In State of Florida vs. C.S., (case number 2014 MM 2304), the Defendant initially believed that her life had been ruined by an arrest in St. Lucie County, Florida for possessing cannabis.

It was a pleasant enough day in South Florida (for July, that is), when C.S. was traveling
northbound on I-95 for a weekend at Disney World with her husband. Because they planned to leave one of the vehicles in Orlando for a relative; they took two (2) vehicles.

They did not know they had to traverse St. Lucie County on the short journey from Broward County to Orlando.

St. Lucie County, where cannabis is still considered a “gateway” drug, and mere possession of the weed will get you a year of probation, thousands of dollars in fines and costs, and maybe ever some jail time.

St. Lucie County, which was way ahead of its time when it came to ignoring the dictates of the Fourth Amendment to the United States Constitution.

But I digress.

As C.S. continued northbound on the Interstate, traveling well within the speed limit, she had to swerve to attempt to avoid hitting a turtle that had meandered onto the highway. Little did she know that also traveling northbound, behind her, was one of St. Lucie County’s finest—in fact, a member of the S.I.U. (Special Investigations Unit) interdiction team, where he had worked for years.

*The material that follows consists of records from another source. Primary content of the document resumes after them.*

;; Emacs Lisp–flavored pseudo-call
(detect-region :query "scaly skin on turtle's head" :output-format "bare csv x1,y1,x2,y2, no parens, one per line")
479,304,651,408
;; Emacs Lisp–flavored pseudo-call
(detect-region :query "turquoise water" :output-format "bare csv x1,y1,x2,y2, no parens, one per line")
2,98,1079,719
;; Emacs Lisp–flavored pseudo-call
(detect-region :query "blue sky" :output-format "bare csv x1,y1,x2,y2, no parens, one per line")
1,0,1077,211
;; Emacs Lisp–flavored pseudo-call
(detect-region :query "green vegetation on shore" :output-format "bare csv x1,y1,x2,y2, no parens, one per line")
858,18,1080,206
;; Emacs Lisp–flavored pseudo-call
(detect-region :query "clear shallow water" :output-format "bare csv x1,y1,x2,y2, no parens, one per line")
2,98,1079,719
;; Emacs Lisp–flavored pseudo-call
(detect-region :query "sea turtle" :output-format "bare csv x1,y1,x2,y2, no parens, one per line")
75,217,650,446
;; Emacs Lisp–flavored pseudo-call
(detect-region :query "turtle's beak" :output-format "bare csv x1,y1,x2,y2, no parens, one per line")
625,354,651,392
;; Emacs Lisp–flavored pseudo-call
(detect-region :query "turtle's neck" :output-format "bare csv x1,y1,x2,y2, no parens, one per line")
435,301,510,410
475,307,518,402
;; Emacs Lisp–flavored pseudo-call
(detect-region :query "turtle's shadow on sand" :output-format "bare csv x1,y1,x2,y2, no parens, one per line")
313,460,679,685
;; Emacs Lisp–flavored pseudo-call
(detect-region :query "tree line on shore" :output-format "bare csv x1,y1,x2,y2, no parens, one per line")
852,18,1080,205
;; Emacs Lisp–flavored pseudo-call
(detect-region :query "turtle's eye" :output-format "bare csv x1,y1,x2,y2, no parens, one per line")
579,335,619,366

The Deputy “lit up” C.S., who promptly decelerated and pulled her car to the side of the roadway, for what the Deputy described as “following too close”.

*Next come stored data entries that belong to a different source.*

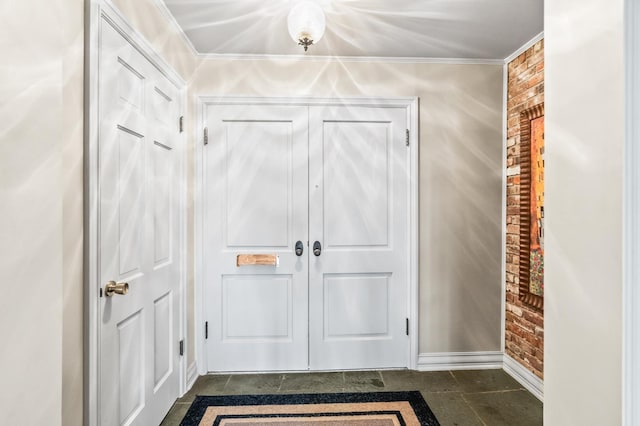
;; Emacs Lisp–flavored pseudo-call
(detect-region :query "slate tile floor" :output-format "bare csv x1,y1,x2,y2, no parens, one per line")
161,369,542,426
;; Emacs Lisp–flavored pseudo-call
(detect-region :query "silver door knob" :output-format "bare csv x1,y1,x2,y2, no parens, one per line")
105,281,129,297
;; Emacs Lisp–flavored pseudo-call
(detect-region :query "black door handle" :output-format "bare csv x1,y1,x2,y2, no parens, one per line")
313,241,322,256
295,241,304,256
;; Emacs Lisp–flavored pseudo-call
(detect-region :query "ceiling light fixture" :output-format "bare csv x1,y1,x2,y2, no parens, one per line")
287,1,326,52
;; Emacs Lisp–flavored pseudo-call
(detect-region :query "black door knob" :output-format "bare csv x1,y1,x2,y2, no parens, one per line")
295,241,304,256
313,241,322,256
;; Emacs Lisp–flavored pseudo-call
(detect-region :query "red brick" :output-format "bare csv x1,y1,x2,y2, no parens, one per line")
507,195,520,206
527,51,544,67
527,73,543,88
504,40,544,380
523,310,544,327
506,245,519,255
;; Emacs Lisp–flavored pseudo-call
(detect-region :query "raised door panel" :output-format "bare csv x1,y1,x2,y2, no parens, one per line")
151,86,173,126
152,141,173,266
222,275,292,341
117,311,144,425
117,58,144,112
224,122,292,248
118,128,145,276
153,291,173,391
324,274,391,339
323,121,390,249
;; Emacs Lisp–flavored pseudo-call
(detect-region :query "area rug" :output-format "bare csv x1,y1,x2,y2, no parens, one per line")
180,391,439,426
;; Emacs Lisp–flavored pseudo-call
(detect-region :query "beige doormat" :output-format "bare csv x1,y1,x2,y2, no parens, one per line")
180,391,439,426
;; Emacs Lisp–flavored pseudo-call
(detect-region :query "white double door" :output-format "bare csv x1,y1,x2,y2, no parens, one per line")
204,103,409,372
98,19,182,426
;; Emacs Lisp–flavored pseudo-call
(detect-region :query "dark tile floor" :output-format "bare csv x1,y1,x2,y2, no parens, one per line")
161,369,542,426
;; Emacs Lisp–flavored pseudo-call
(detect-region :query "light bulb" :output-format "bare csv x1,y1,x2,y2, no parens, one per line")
287,1,326,51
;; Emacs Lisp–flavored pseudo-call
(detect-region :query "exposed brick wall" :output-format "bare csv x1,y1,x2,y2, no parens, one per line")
505,39,544,379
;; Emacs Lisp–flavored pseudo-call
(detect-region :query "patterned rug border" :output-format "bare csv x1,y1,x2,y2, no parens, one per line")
180,391,439,426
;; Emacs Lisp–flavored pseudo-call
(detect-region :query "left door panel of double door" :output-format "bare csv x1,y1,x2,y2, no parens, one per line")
99,20,181,426
204,105,309,372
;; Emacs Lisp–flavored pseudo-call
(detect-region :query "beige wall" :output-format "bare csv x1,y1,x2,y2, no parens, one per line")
0,0,83,424
62,1,85,425
190,59,505,354
545,0,624,424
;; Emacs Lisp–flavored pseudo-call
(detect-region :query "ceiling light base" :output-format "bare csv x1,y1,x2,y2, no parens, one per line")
298,37,314,52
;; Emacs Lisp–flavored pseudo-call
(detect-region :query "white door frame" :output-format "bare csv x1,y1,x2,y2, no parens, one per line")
194,96,420,375
85,1,188,425
624,0,640,424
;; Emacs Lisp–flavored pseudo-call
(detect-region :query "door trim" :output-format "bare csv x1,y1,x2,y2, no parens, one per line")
194,96,420,374
85,2,188,425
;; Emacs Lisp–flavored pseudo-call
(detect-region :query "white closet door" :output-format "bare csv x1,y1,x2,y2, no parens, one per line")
98,20,181,426
204,105,309,371
308,105,410,370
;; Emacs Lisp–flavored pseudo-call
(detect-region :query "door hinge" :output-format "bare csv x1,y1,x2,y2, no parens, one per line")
406,318,409,336
203,127,209,145
205,321,209,339
179,116,184,133
179,339,184,356
405,129,410,147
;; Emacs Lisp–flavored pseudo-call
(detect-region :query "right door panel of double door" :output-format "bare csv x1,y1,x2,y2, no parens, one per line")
204,103,409,372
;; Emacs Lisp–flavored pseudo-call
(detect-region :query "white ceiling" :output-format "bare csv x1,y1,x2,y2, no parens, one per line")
162,0,543,60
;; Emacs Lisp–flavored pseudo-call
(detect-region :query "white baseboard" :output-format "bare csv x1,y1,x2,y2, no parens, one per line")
417,351,503,371
187,361,198,391
503,354,544,401
416,351,544,402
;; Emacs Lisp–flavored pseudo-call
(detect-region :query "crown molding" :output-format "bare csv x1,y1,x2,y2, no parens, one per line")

“Backup” law enforcement immediately followed, and one of the deputies claimed to smell the odor of the ‘raw’ smell of marijuana emanating from the car. (Note: this scenario seems to occur with increasing frequency, as Cannabis is more broadly accepted throughout the United States for palleative and recreational purposes——that ‘scenario’ being that vehicles pulled for minor traffic infractions, seem to emanate the odor of raw marijuana—–whether any such weed is in the car OR NOT).

Using the ‘alleged’ smell of the marijuana as justification, or “ probable cause” to search the interior of C.S.’s car, a minute amount of cannabis was found, wrapped in plastic, and enclosed in the center console.

Nice olfactory senses, Deputy.

C.S., though having no prior record of any kind, was arrested and formally charged with misdemeanor possession of Marijuana, and Possession of Paraphernalia (an equally serious crime) BECAUSE OF THE BAG in which the marijuana was contained).

C.S. retained JJK/LLC, who promptly filed a Motion to Suppress based upon the obviously bogus “following too close” rationale for stopping the vehicle.

What the Deputy was unaware of, was that C.S.’s husband was in the car directly in front of the vehicle she was driving——by approximately 7- 8 car lengths……so the claim of following too close was merely an excuse to stop the car in the first place.

At the hearing on the Motion, the trial Court granted the Motion to Suppress.

On October 28, 2014, the State of Florida filed it’s “Nolle Prosequi” [DISMISSAL] of both charges, thus ending C.S.’s personal little St. Lucie County nightmare.